Flow in the borehole (i.e., in the circular pipe) has been researched by researchers, and a lot of empirical formulas have been put forward.

Manning improved the Manning coefficient based on Chery's research [17]. The Chery formula is

v = [1/n][R.sup.1/6][square root of RJ], (1)

where v is the velocity, R is the hydraulic radius, J is the hydraulic slope, and n is the Manning coefficient.

Hazen and Williams [18] proposed the Hazen-Williams formula for transition region:

v = 0.355[C.sub.h][d.sup.0.63][J.sup.0.54], (2)

where d is the diameter of circular pipe and [C.sub.h] is the empirical coefficient of roughness height.

Based on the research of wood-stave pipe, Scobey [19] put forward the Scobey formula:

[h.sub.f] = [K.sub.s]L[Q.sup.1.9]/[d.sup.4.9], (3)

where [h.sub.f] is the frictional head loss, L is the length of circular pipe, Q is the volume flux, and [K.sub.s] is the empirical coefficient.

In addition, there are many other empirical formulas such as Blasius formula [20] and Churchill formula [21]. Blasius formula is suitable for the Reynolds number below [10.sup.5] based on a number of experiment results. Churchill formula can be used in both laminar flow and turbulence flow.

The volume flux of Longde quicksand disaster was calculated by using the empirical formula with the common value of empirical parameters, and the result is shown as Table 1. The actual volume flux of quicksand is 4,400-5,400 [m.sup.3]/h (Section 2.3). As shown in Table 1, the calculation results of Chezy formula and Scobey formula are far from the actual volume flux, and that of the Hazen-William formula contains the actual flux. The simple form of these empirical formulas contributes to the convenient usage in the engineering. However, there are two shortages: on the one hand, the empirical formulas are hard to select under different conditions of disasters. The Hazen-William formula can be used to calculate the volume flux in Longde quicksand disaster. However, if the geological conditions of pressure, water head, or diameter of borehole differ from that of Longde disaster, the calculation results of the Hazen-William formula can also appear with errors. On the other hand, each formula has an empirical parameter which is hard to determine in the calculation process.

Therefore, an all-purpose computing method was proposed for quicksand through the borehole in this paper. The Bernoulli formula [22], Darcy-Weisbach formula [17], semiempirical Nikuradse formula [23, 24], and Colebrook-White formula [25, 26] were combined to calculate the volume flux of quicksand. Besides, the volume concentration, density, and viscosity of sand-water mixture were tested for the method used in similar engineering. The all-purpose computing method for the calculation of volume flux can be used in all quicksand disasters though the borehole, which has a certain guiding significance in engineering.

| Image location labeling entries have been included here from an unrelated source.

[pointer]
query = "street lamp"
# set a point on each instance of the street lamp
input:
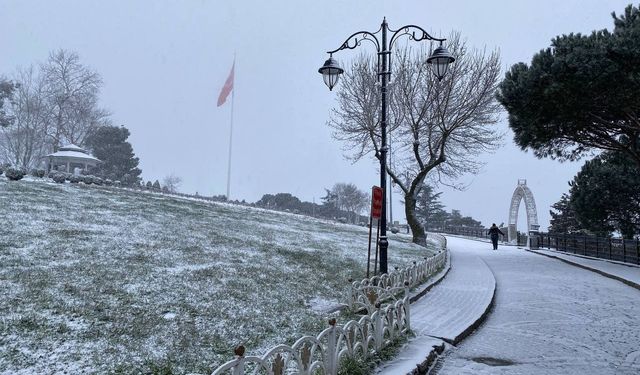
(331, 71)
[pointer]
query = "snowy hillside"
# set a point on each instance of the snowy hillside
(101, 280)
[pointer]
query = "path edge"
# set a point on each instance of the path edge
(605, 274)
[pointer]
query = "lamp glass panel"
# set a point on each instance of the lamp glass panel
(330, 77)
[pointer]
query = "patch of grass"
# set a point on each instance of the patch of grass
(131, 282)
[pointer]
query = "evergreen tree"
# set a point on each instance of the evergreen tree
(605, 195)
(579, 95)
(110, 145)
(563, 217)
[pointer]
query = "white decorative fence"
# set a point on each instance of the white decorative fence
(387, 301)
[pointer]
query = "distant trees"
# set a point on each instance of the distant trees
(579, 95)
(347, 197)
(24, 138)
(46, 106)
(72, 91)
(110, 145)
(334, 205)
(7, 89)
(429, 210)
(437, 127)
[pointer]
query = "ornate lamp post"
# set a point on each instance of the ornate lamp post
(331, 71)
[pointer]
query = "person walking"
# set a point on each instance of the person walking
(494, 232)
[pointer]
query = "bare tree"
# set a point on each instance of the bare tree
(172, 183)
(437, 127)
(22, 142)
(349, 198)
(72, 94)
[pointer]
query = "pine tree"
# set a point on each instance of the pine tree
(110, 145)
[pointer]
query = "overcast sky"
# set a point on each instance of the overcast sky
(164, 62)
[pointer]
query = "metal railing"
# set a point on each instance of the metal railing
(618, 249)
(479, 233)
(387, 300)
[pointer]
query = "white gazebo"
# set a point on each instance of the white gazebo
(70, 159)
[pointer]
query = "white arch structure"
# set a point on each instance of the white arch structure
(522, 192)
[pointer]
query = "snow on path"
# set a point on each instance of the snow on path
(448, 309)
(549, 317)
(627, 272)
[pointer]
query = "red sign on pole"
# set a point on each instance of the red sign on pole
(376, 202)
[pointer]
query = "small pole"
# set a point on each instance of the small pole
(369, 249)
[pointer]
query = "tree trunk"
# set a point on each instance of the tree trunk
(417, 230)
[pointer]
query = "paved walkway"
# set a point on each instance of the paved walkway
(626, 272)
(449, 310)
(549, 317)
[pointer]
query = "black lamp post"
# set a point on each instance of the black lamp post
(331, 70)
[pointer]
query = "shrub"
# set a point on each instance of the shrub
(14, 174)
(58, 177)
(37, 172)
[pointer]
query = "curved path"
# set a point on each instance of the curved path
(549, 318)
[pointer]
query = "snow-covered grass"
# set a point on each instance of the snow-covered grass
(101, 280)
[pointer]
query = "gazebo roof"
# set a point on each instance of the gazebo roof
(73, 151)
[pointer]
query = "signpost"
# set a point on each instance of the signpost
(376, 213)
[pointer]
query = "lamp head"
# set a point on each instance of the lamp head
(331, 71)
(440, 60)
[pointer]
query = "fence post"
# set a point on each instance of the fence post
(407, 305)
(331, 365)
(378, 323)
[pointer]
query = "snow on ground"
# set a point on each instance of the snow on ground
(629, 272)
(98, 280)
(549, 318)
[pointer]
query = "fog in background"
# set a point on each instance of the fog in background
(164, 62)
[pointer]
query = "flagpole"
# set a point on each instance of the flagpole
(233, 92)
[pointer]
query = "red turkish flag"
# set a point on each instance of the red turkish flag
(227, 88)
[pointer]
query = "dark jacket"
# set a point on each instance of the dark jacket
(495, 231)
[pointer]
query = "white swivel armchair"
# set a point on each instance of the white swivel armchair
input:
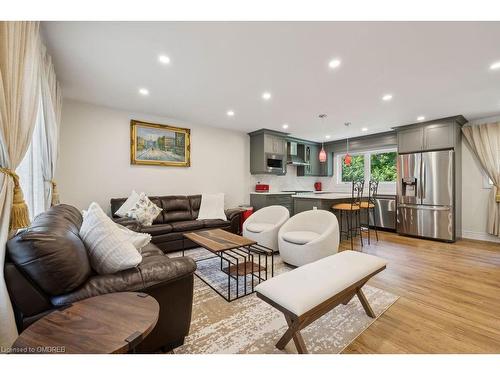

2. Illustration of Water Inrush and Quicksand in Longde Coal Mine

2.1. The Process of the Disaster. Longde coal mine is located in southwest of Yulin in Shaanxi province in China, and the shape of this field is similar to a pistol, as shown in Figure 2. This area is vulnerable to long-term effects of polar continent. As a result, the continental climate is remarkable, and the ground is dominated by desert and hills in this area.

A water inrush and quicksand disaster through a borehole happened in Longde coal mine at 14:30, September 17, 2012. A geological team undertook the construction of cable borehole for the central water pump room. The wrong statistics of drilling depth and the cable borehole directly getting into the underground space without the protection measures such as steel casing and seal ring caused immediate disappearance of the drill tower in sand seam and submergence of the water pump room by sand. Then, the central substation could not deliver electricity normally. As a result, the whole coal mine was submerged by sand.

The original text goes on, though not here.